Cette visite romaine que nous avons renouvelée cette année grâçe à toi constitue un pèlerinage attachant et bien agréable.
Rome a pour les étrangers le charme paradoxal d'une capitale de province, encombrée mais sans stress (peut on imaginer des italiens stressés? Il n'y a rien qu'ils supportent plus mal), pittoresque d'un exotisme d'autant plus dépaysant qu'il est familier, non géographique mais temporel, comme les retrouvailles physiques de racines oubliées.
A défaut d'ouvrir directement le ciel, comme les fresques du père Pozzo, Rome, avec laquelle mes premiers contacts estudiantins ont pourtant été froids - ville bruyante aux artères modernes tonitruantes de moteurs et de klaksons, et aux habitants indifférents - m'apparait aujourd'hui comme une cité à mon image, un peu racornie malgré ses ravalements, nourrie de mythes anciens et trop tournée vers le passé, qui continue pourtant à rêver.
Rome est sûrement plus profonde qu'elle parait, mais elle subit la punition d'une époque qui a voulu séduire la foi par l'apparence, sinon par l'illusion. Pour celui qui passe, elle est la cité des prélats - toges pourpres à l'instar des anciens sénateurs - et des carabinieri, aux bottes lustrées, bouffants de culottes et de moustaches. A la Renaissance, c'était déja un musée à ciel ouvert, même sous les coupoles de ses églises, que l'on visite toujours avec allégresse, sans l'accablement qui, selon Stendhal, submerge les touristes à Florence. Florence est une ville "mondaine", riche et sérieuse, comptable, industrieuse et commerçante, tournée vers le faire et l'avenir, ce pourquoi elle intimide. Rome est ouverte vers l'ailleurs. A la manière des orants de ses tombeaux, pantelants de chairs de marbre, elle veut convaincre de la vanité du monde. Aux croyants elle offre le vertige de ses envols. Mais elle met tant d'affluence, d'abondance, d'exubérance à proclamer la vacuité des choses, que le visiteur finit par se demander si le paradis n'est pas finalement descendu sur terre et qu'on l'y trouve là bas! La figuration romaine du paradis ou de l'enfer ne nous en a t-elle pas finalement dépossédés? Au fond Rome lutte contre le doute (la Réforme est passée par là), alors que Florence ne doute de rien.

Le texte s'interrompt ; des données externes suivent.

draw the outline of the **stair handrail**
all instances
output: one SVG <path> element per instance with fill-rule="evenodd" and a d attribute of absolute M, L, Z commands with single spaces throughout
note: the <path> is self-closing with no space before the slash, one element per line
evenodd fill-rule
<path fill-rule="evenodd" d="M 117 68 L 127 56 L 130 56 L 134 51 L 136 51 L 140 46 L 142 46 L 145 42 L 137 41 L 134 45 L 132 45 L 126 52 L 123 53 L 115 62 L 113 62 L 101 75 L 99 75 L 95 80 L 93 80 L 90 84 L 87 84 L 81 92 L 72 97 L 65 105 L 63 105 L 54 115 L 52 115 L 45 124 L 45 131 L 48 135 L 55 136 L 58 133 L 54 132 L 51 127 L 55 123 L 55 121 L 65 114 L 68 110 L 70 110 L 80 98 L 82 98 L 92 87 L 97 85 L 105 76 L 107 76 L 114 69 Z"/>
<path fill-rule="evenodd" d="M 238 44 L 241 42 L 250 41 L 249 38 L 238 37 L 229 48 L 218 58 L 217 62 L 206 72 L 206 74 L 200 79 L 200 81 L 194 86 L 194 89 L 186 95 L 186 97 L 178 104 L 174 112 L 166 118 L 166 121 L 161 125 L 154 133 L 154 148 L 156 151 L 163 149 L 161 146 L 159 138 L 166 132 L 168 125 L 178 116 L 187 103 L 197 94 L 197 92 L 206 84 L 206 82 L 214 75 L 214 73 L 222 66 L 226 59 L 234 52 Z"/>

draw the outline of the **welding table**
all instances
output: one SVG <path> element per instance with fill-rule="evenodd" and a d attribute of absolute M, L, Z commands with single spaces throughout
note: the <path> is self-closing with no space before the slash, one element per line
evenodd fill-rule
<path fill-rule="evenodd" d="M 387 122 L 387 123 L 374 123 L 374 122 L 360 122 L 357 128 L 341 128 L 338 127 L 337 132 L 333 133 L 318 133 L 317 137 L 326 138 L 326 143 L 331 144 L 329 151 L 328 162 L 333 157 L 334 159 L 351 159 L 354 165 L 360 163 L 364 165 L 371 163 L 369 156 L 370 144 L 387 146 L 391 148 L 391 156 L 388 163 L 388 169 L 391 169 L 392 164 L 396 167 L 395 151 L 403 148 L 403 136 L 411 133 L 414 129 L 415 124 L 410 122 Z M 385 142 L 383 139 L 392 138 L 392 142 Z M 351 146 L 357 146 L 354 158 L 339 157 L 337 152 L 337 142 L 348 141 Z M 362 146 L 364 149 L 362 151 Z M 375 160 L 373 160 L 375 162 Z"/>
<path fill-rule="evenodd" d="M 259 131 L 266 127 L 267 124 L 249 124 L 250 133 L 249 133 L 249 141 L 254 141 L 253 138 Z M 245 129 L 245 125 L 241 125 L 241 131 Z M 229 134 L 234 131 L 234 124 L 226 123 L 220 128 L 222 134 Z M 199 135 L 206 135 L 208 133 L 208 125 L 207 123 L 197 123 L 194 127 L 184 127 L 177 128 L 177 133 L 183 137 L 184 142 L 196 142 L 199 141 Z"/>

Peut être Rome nous offre-t-elle à rebours une leçon d'Islam! Mais elle dispense un tel plaisir, comme les patisseries crèmeuses qu'on y trouve, qu'il n'est plus possible que la gourmandise ou la volupté qu'on éprouve à voir, similaire à celle des extases figurées par les grands sculpteurs baroques, puisse constituer un péché. Si elle n'est une confession, Rome est assurément une absolution. C'est sûrement la raison pour laquelle tant de visiteurs l'aiment et se précipitent sur ses ors, ses ordres et ses marbres.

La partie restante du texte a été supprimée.